In the case of fear, the message is 'danger'. While we are born with fear of loud noises and fear of heights 'pre-wired' in our nervous systems, and all other fears are learned from 'experience'.
The catch is, our mind is so powerful, that the 'experience' doesn't have to have been real, it could just have been vividly imagined. (That's why you can get feelings about flying just by thinking; you don't have to actually be there).
Learned fear is an important survival mechanism, but just occasionally the wires get crossed and we learn a fear response for something where it doesn't belong – where there isn't a significant danger – and Aerophobia can develop.
The Root Cause
The root cause of Aerophobia varies from individual to individual, and whilst no two individuals are the same, most fall into one or more of the following categories:
A Single Traumatic Incident:
A highly stressful or frightening real event at which, instantaneously Aerophobia is created.
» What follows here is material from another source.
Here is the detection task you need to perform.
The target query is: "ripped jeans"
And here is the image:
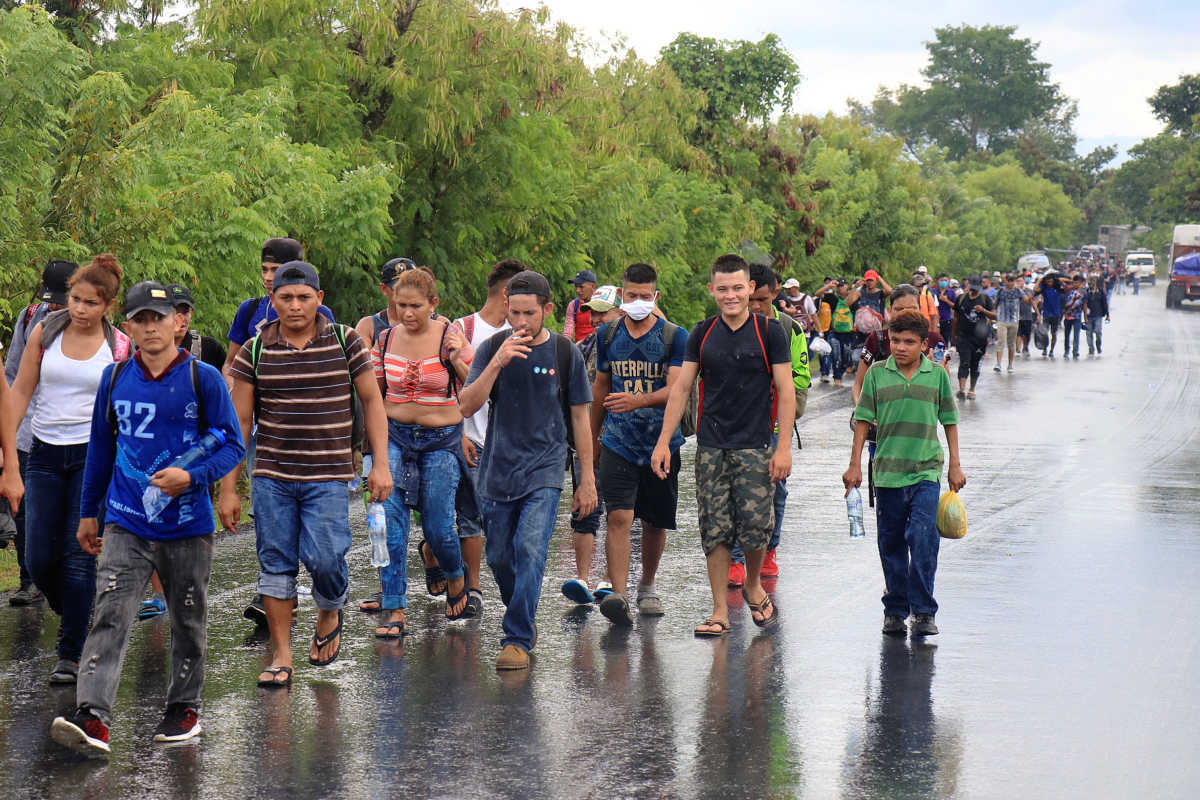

Similar to, say, a child being bitten by a dog and developing an immediate phobia, a single traumatic incident is a one-time experience at which there is such extreme fear - even if only for a moment - that the nervous system 'learns' to associate fear to help the individual avoid such situations in future.
The initial fear, by the way, may be nothing to do with flying. We often hear from clients that the problem started at a time when they were under extreme stress for something completely unrelated, but the mind somehow associated the negative feelings to flying anyway.
An Associated Traumatic Experience:
This is where the individual does not directly experience the fear, but 'associates' to someone who does, either in a real situation, or, more rarely, when watching someone in a movie - or even a dream - experience a traumatic event.
A Slow Build:
A slow build occurs when a mild case of Aerophobia escalates over time to become a severe one. What is happening here is that the individual is 'accumulating' fearful associations to flying, so that the evidence used by the mind and nervous system is becoming increasingly irrefutable that fear is the appropriate emotion. That means that anxiety is created automatically in anticipation each time... creating a self-fulfilling prophesy.